As for lunch, last week was also a good week for me. I’ve picked, apparently, one of my best food weeks ever to start this experiment - I brought my lunch (usually a small sandwich and a piece of fruit) every day except for Friday! Usually I run across the street for a salad or a Jugo Juice with protein powder. This probably sounds healthier than it is – it’s sometimes too easy to choose creamy dressings or too much cheese on a salad, and I’ll admit to being honestly unsure how much better a choice a fruit smoothie with protein powder really is for lunch than some of the ideas I want to be trying this week. I’m lucky enough to live right now with my parents and my fiancé, who usually packs my lunch for me while I am racing around in the morning trying to get ready in time to leave, so this week: I’ll be making my lunches the night before! I didn’t manage to get my lunch packed last night, but I did pack some turkey, feta and cranberry burgers, an apple, an orange and a Coke Zero for today’s lunch this morning. Since gluten-free sandwich bread is reaaallly expensive, I was thrilled to come across this website which suggests sixteen sandwich-free lunch ideas, which is perfect for me! I’m also looking at ideas to use or modify from places like this and this.

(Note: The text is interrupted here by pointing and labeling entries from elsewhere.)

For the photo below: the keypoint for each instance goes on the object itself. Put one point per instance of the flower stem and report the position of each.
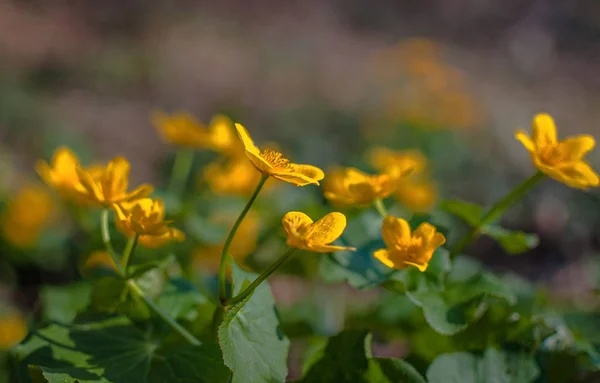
(182, 165)
(380, 207)
(497, 210)
(172, 323)
(106, 240)
(128, 253)
(236, 225)
(265, 274)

Dinners? Well, I humbly admit that for dinners, I’m usually off the hook – as I mentioned, my fiancé and I live with my family, and my father is a wonderful and enthusiastic cook. Since two of my other family members are also celiac, that means we’re privileged enough to have safe and delicious dinners usually prepared for us. However! In the spirit of this challenge, I’ll be perusing this to make one dinner (at least – I might aim for two) for me and my family next week. I found, for example, this good-looking delight – that’s probably not the healthiest salad ever concocted, but boy, is it ever up my alley.

I’m actually really excited to take this on! It will involve a good deal of list-making, which is my specialty, and as I look over the plan I’ve got going for the week, I can see exactly where and how this is going to save me lots of time and money in the long run. It gets expensive to eat out for four or five lunches a week! Plus, eating breakfast (my number-one most skipped meal) has been shown to have major benefits. I’ll be back in this space on Friday or Monday to share with you what I made and how the week went in general. Cross your fingers for me! Bon appétit!

-Rae, First Impressions Coordinator

PS: Shabana suggested I share how my desk organization was coming along! She also graciously told me I had been doing a pretty good job. In my opinion, desk organization is still a work in progress. I am doing really well at keeping the pen caddy cleaned out and having only what I need to hand; I am still working on tidying up at the end of the day and not having too much paper everywhere! 

 

Photo: My unpopular lunchbox in our work fridge.